Nous touchons là au coeur du problème. Le monde se globalise et a de plus en plus tendance à ressembler à une sorte de grand village.Ceci est dû,chacun le sait, au développement des moyens de transport et de communication. Mais si les voitures ,les trains, les avions abolissent les distances physiques ,il est une autre distance qu’il est plus délicat de supprimer.Celle entre les esprits, les valeurs, les cultures..bref celle entre les civilisations.

« Civilisation : n.f  2. Ensemble cohérent de sociétés ou de cultures,ensembles de caractères sociaux,culturels,etc. qu’elles partagent. » Le Petit Larousse 2009 

Lorsque deux civilisations se rencontrent, il y a trois cas possibles.

Soit les deux sont ouvertes, tolérantes et pacifiques, auquel cas elles s’enrichissent mutuellement.

Soit l’une est pacifique et ouverte, et l’autre totalitaire et fasciste, auquel cas la première se fait « manger » par la seconde ( pendant un temps seulement, le fascisme est un système fragile).

Ou alors les  deux sont totalitaires et l’affrontement par les armes est inévitable jusqu’à ce que la plus « forte » l’emporte.

Aujourd’hui les pays dits « occidentaux » se présentent comme les défenseurs d’une certaine civilisation très humaniste, et Droits-de-l’hommiste qui met la liberté et l’égalité des citoyens au coeur de son projet.Une civilisation qui a érigé des principes qui,selon elle, sont universels.C’est là sa cause, son idéal, et je dirais même, sa religion..

Au Moyen-Orient, dans la péninsule arabique, l’emprise du Divin est encore importante.La société n’est pas encore totalement humaniste ( au sens de centrée sur l’Homme) mais toujours soumise au divin.Divin que certains hommes rusés manipulent allègrement.

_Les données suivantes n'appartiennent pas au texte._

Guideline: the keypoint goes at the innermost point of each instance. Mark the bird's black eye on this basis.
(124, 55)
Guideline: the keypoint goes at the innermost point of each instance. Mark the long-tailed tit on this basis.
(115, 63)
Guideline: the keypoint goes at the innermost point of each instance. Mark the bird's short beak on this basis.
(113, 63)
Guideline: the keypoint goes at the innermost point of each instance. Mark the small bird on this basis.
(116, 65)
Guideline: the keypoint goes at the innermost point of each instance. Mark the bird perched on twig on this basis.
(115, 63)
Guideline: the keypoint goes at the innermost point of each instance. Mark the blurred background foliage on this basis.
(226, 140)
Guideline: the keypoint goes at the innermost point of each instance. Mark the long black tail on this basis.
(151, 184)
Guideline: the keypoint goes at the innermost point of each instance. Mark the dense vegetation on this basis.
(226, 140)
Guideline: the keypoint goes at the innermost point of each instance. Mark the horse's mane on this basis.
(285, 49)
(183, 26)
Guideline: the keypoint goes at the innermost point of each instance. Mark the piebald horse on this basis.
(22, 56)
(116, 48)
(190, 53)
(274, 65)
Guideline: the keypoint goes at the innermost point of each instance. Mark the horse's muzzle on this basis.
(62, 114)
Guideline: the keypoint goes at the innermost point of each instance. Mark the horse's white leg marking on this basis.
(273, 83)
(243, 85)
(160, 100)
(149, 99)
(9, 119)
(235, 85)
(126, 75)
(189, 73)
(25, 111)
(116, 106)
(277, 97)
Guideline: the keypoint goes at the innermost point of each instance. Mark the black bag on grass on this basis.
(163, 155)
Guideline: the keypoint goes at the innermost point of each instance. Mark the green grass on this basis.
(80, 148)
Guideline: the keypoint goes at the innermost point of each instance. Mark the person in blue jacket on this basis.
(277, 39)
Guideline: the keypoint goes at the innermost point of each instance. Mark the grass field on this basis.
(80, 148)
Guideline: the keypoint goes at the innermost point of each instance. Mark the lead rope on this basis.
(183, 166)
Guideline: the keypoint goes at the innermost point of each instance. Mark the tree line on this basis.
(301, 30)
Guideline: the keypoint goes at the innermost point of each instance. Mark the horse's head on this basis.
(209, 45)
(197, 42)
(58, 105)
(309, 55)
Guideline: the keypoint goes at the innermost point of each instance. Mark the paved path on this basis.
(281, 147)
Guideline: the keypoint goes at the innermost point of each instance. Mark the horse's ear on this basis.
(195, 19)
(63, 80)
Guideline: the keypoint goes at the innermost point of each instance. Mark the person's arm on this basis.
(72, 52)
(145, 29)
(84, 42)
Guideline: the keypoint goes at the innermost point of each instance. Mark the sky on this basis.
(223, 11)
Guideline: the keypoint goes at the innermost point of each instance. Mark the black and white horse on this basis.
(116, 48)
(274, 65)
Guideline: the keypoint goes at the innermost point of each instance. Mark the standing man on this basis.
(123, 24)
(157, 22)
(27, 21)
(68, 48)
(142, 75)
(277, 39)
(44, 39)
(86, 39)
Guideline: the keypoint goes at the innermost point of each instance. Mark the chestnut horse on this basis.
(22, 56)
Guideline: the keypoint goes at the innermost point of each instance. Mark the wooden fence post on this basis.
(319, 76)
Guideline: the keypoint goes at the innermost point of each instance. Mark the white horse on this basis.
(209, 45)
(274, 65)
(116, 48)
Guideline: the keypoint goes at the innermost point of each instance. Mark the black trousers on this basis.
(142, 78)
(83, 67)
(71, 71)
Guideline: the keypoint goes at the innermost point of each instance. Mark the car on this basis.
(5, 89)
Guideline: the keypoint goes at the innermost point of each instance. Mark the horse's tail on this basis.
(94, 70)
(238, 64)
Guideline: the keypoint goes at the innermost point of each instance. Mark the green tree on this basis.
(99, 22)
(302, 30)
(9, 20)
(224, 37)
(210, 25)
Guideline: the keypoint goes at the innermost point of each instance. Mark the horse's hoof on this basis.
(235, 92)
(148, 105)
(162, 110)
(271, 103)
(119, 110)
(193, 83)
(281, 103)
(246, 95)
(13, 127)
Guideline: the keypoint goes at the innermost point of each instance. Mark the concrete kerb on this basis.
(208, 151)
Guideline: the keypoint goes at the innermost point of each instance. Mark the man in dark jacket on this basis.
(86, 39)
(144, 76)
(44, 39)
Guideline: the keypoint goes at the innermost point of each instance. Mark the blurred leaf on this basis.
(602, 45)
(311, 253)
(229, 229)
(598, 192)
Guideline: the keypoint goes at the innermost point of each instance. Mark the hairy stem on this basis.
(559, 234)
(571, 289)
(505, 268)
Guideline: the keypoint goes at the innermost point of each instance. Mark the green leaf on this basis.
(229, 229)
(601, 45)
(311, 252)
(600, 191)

Chacune de ces civilisations a ses extrêmes.Des férus de libertés anarchistes,des égalitaristes forcenés dans la première,des fous de Dieu (enfin des lavés-du-cerveau-à-qui-on-a-dit-que-Dieu-a-dit-que..) dans l’autre.

Chacune de ces civilisations pense avoir raison.Elle n’hésite pas à prendre les armes pour défendre les principes qui lui sont chers et qu’elle a placés au rang d’idées transcendantes qui sont éminemment supérieures à toute autre considération.

Mais qui est plus juste que l’autre?Quelle civilisation n’a pas ses perversions?Qui peut prétendre détenir la Vérité Absolue? Finalement qu’est-ce que l’humanité,quel est l’idéal commun que partagent les êtres humains?